Olivia and Travis at Christmas 2018

I stumbled across this photo of Olivia and Travis from last Christmas and as they say — all the feels. This photo was taken on Christmas morning at my beautiful #wfwhitehouse. My caption on Instagram referenced how this very morning brought all my ideas of what this house would be together. From day one, I envisioned the gathering of people in this home. I envisioned Christmas mornings and the family that would eventually fill its rooms. I remember being so happy and so content on this Christmas morning. 

Fast forward to a year later and so much has transpired. We won’t be celebrating Christmas in that house this year and you can read about why here. I moved from that home that I expected to be in for years and years, just two short months after this photo. Most of my year has been spent in this place that I call home for now and that’s where I’ll celebrate Christmas this year. 

The same tree is here and a lot of the same Christmas decor is sprinkled about. The same people will come to celebrate here, and there are gifts for the same people under the tree. So much is the same and so much is wildly different. When I posted that photo last Christmas, I really did not expect that so much would change in the coming year. While I’d been in conversation about the sale of the house to the Parish, I didn’t really expect it to come to fruition. And yet here we are. 

Here we are in an entirely different home with a rather unclear picture of how long I’ll be here. Here we are sending everyone a new address for which to mail me Christmas cards. Again. As it stands, I’ll have celebrated the Christmas holiday in a different home the last three years. In the last five years, I’ve lived in four different homes at Christmas. I don’t know how Santa keeps up. I don’t know how I keep up.

As I think about what I want this holiday to look like, I have to fight the urge of wishing things were different. I wish I knew that I’d be in the same place for Christmas 2020. I wish my little crew would all wake up in the same house on Christmas morning. Maybe next year? Who knows. I wish there was enough room here to host everyone I love and to watch them spread out all about the house. I wish my big Christmas tree didn’t make the living room feel quite so cramped. 

I read Ashlee’s post about holiday expectations early one morning and I realized that without noticing it, I was putting a lot of unnecessary expectations on this holiday season. I was secretly settling into disappointment over all of my holiday dreams that won’t be met this holiday season. I was feeling this silent disappointment before we even ate our last Thanksgiving turkey! I was setting myself up for failure.

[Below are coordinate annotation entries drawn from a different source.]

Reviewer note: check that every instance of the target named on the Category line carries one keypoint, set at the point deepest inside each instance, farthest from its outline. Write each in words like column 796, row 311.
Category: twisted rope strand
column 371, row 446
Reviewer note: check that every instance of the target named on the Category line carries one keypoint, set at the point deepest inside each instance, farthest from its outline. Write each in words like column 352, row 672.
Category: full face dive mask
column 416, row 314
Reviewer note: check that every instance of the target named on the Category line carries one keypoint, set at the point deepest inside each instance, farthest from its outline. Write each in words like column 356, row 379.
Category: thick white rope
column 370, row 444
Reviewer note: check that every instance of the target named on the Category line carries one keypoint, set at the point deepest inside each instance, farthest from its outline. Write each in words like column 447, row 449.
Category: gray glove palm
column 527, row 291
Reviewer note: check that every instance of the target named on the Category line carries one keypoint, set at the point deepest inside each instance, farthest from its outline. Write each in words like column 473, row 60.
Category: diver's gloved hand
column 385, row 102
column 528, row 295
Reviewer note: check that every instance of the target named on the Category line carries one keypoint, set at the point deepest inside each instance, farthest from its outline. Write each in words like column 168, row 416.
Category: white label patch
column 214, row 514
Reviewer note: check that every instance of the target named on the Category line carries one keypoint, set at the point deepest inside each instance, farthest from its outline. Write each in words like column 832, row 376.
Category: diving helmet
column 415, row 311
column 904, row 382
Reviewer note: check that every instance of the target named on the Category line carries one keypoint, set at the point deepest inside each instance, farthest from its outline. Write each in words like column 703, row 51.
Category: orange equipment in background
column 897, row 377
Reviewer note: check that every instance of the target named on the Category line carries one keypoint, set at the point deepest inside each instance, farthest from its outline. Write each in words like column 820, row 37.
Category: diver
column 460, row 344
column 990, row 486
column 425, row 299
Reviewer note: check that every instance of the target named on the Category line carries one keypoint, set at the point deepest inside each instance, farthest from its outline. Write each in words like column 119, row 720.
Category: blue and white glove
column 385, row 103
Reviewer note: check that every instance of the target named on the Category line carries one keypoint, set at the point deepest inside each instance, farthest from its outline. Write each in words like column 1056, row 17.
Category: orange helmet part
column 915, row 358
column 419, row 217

Here I am, working to acknowledge this disappointment head on. I SEE YOU HOLIDAY DREAMS! And I see that you won’t all magically come true this year. Instead, this year might look a little messy or unsettled. We’ll squeeze by the big tree for a few months and I’ll wake up alone on Christmas morning. We’ll visit family at odd times and this 2019 holiday season won’t be the inspiration for a Norman Rockwell painting. Yours probably won’t either, and we’re both going to be ok. 

As we all head into this year’s hustle and bustle, I want to wish you the happiest possible season, no matter what it looks like. In the words of The Nester, which are usually reserved for home decorating, “It doesn’t have to be perfect to be beautiful.” Let that apply to our holiday season this year too. I think this is what helped me be so chill, while also so excited, as we decorated for Christmas.

May our imperfect lives and even more imperfect homes still bring us a beautiful holiday season.

3 thoughts on “An Imperfect Holiday Season”

  1. I’ve had this same longing for rootedness my whole life, so I get where you are coming from here. There’s something beautiful about embracing the season you’re in, and letting go of perfect, but it’s so much easier said than done, isn’t it?